Más recientemente, CS Lewis (1953/1970) advirtió: "De todas las tiranías ejercido una tiranía sinceramente por el bien de las víctimas puede ser la más opresiva ... Para ser 'curado' en contra de su voluntad y curado de los estados que es posible que ni siquiera respecto de la enfermedad se va a poner al mismo nivel que los que aún no han alcanzado la edad de la razón o de los que nunca lo hará, que se clasifican con bebés, Imbéciles, y los animales domésticos. Por si la delincuencia y las enfermedades se han de considerarse como la misma cosa, se deduce que cualquier estado de ánimo que nuestros amos elegir a la palabra "enfermedad" puede ser tratada como un delito, y obligatoriamente curado. Incluso si el tratamiento es doloroso, incluso si es para toda la vida, incluso si es fatal, que será sólo un lamentable accidente, la intención era puramente terapéuticos [19].
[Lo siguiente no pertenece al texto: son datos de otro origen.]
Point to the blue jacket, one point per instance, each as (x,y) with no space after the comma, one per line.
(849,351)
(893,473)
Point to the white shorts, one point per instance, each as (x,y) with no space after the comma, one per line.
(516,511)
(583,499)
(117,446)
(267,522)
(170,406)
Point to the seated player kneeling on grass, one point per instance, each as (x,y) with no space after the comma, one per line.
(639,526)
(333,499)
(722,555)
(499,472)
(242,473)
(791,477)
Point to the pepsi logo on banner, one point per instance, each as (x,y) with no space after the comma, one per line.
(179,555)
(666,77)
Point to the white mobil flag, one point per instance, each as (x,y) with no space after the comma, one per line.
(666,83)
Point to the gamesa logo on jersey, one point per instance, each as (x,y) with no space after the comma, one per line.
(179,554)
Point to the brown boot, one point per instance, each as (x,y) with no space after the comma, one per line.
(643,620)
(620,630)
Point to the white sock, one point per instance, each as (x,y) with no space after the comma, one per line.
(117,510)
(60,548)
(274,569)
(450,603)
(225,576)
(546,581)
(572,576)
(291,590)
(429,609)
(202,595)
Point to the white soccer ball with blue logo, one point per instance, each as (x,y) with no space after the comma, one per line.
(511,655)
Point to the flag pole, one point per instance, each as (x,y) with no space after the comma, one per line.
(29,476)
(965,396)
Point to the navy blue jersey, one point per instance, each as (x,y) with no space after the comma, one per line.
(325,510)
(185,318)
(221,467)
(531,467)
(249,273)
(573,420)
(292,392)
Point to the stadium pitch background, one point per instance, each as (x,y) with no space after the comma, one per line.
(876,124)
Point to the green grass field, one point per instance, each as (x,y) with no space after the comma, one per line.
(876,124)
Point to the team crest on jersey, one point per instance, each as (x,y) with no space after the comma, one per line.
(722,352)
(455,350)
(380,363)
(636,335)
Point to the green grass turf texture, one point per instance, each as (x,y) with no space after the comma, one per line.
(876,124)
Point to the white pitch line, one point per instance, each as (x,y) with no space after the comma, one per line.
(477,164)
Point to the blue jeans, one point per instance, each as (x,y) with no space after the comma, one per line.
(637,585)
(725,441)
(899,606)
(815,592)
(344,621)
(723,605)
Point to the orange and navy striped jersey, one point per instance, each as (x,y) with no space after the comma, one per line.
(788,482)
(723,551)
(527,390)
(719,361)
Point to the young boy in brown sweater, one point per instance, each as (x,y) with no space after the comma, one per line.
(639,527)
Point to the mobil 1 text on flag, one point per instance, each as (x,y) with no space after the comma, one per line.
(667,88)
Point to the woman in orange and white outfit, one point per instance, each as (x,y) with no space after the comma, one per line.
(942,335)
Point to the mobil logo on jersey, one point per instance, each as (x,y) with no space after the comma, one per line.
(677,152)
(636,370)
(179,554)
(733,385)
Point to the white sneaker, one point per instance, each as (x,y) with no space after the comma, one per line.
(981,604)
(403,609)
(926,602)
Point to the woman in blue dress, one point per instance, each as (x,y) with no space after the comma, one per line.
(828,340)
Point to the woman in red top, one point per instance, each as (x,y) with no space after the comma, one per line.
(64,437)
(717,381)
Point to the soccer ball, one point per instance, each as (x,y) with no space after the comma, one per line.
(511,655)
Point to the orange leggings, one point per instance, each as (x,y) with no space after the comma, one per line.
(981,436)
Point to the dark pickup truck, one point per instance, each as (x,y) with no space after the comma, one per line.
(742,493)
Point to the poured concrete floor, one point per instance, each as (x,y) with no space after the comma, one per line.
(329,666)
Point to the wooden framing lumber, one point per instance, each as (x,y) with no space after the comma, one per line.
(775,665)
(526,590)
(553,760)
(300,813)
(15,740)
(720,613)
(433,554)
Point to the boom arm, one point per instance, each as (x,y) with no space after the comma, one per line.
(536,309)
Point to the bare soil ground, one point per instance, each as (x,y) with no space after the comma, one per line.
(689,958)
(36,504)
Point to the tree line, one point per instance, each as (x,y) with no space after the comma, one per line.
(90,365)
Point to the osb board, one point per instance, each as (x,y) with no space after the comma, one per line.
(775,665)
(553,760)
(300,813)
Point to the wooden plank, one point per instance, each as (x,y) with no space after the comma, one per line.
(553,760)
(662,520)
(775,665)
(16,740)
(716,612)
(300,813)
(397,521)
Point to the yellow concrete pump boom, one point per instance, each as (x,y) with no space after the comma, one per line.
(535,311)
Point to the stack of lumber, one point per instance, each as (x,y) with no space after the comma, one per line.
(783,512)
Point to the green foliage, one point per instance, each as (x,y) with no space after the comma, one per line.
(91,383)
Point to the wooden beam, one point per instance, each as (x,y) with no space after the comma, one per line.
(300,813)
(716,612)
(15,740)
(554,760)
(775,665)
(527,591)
En nuestros días (1986), novelista argentino Adolfo Bioy Casares señaló: "Pues bien, tal vez sería digno de mención los tres períodos de la historia. Cuando el hombre se cree que la felicidad depende de Dios, mató por motivos religiosos. Cuando él cree que la felicidad depende de la forma de gobierno, mató por razones políticas. ... Después de los sueños que eran demasiado largos, cierto pesadillas. ... Llegamos en el actual período de la historia. El hombre se despertó, descubrió que sabía que siempre, que la felicidad depende de la salud, y empezó a matar por razones terapéuticas. ... Es la medicina que ha venido a sustituir a la vez la religión y la política en nuestro tiempo "[20].

He afirmado que el Humanismo Secular es incompatible con los principios y las prácticas de la psiquiatría. Sin embargo, yo no hablo en nombre de Humanismo Secular. Los que hacen que debe decidir si la decisión está bien fundada o no. Pido solamente que los responsables de tomar decisiones, tenga en cuenta dos cosas: 1) Las prácticas de la psiquiatría paradigmáticos son el compromiso y la locura civil de defensa - es decir, privar de libertad a personas inocentes y excusar el castigo de los culpables de sus delitos - y que las consecuencias de ambos Son ostensiblemente confinamiento en instituciones dedicadas al tratamiento de las enfermedades mentales. 2) Negro's Law Dictionary dice: "Todo el confinamiento de la persona es una de prisión," ya sea en una cárcel común, o en casa, o en las poblaciones, o incluso por la fuerza a la detención de uno en la vía pública "[ 21].